Today’s team review comes from Terry, she blogs at http://terrytylerbookreviews.blogspot.co.uk/
Terry chose to read and review Rosetta by Simon Cornish
Rosetta by Simon Cornish
3.5 out of 5 stars
Reviewed by me as part of Rosie Amber’s Book Review Team
I quite liked this; it’s a terrific plot. Following the unexpected death of his old university professor, Graham Chandlers travels to Exeter for the funeral. He is bewildered by the strange ritual performed by the professor’s adopted daughter at the funeral service, a ritual delivered in an ancient language that only a handful of paleolinguists, Graham included, would have a hope of understanding. He is drawn in further when he studies the professor’s private journals that hint at a cover-up concerning the professor’s last dig.
This short novella is intelligently written and unusual. It’s a shame, though, that it wasn’t a bit longer with a less abrupt resolution; the story lends itself more to a full length novel, or at least a longer novella. I felt that it needed another redraft and perhaps a closer edit. Example: ‘they ate sitting at the table by the double sash windows’. Why ‘double sash’? Just ‘window’ would have been enough, or even ‘they ate at a table by the window’ (most people sit when eating, it’s not necessary to state it). I know that’s a little nit-picking, but it’s just one that jumped out at me. Novellas work best when they contain absolutely no superfluous information; some of it seemed to come directly from the research notes. Had the story been longer, such sections might have fitted in more smoothly. It could do with another proofread; there are a fair few punctuation errors.
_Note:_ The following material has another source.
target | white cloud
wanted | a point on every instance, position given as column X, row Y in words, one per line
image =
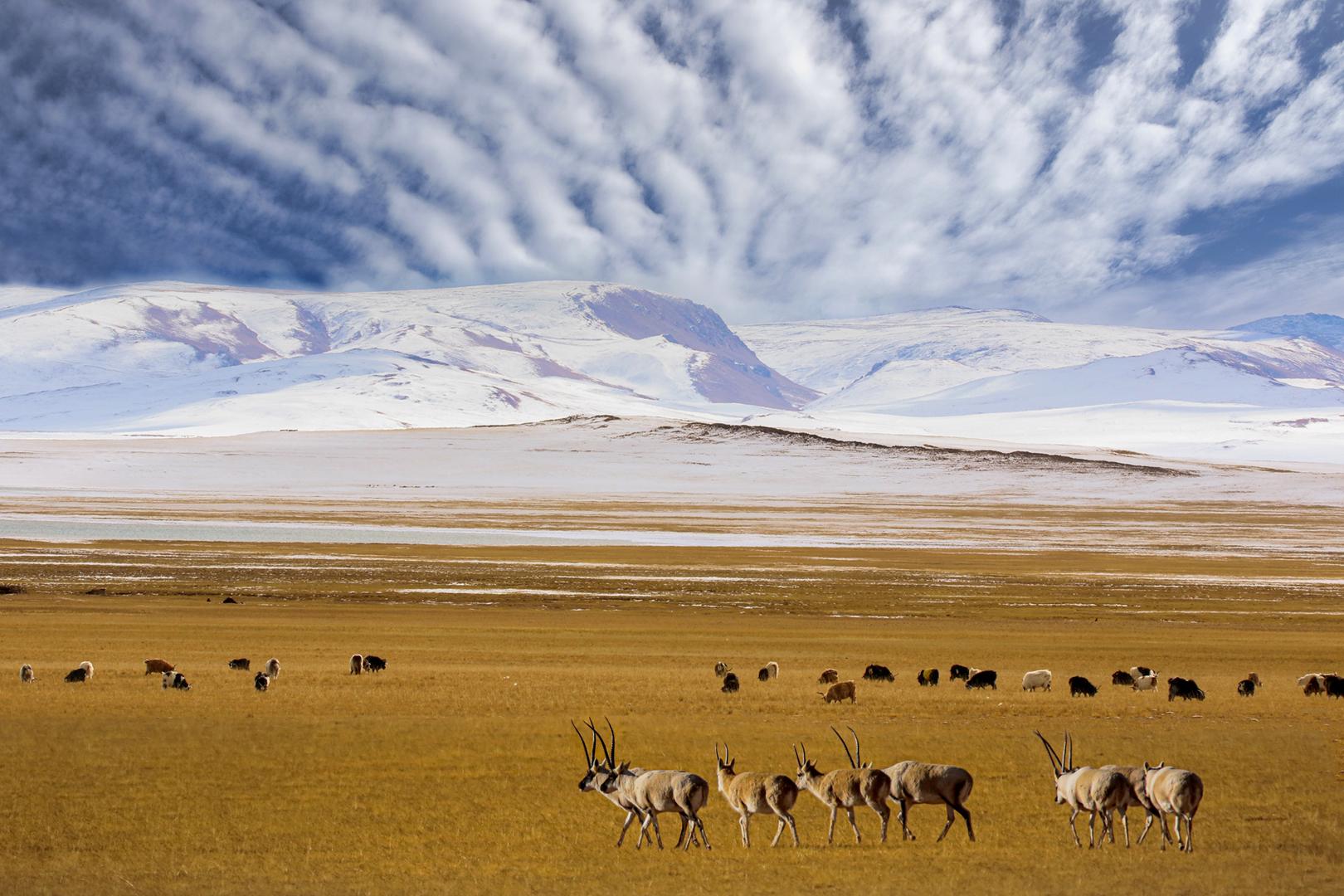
column 743, row 152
I thought the characterisation of Tinkerbell, the jovial and hard drinking Dr Timothy Bell, was excellent, the exchanges between him and Graham spot on. I liked some of the observations very much: ‘there was a stillness to the place that was both restful and lonely’ (that gave possibly the best impression of the house), also: ‘Funerals are never nice, people say they are nice or that the service was lovely, but mostly funerals are just uncomfortable’, and the one with which the story begins: ‘There is a denial of finality that comes with the arrogance of youth.’
To sum up: a great idea, nicely written, needs a bit of tidying up and perhaps a tad more punch. Graham Chandlers is a quietly appealing character who could be taken further, I think, and I am sure that people who enjoy stories of cover-ups and mysteries will like it.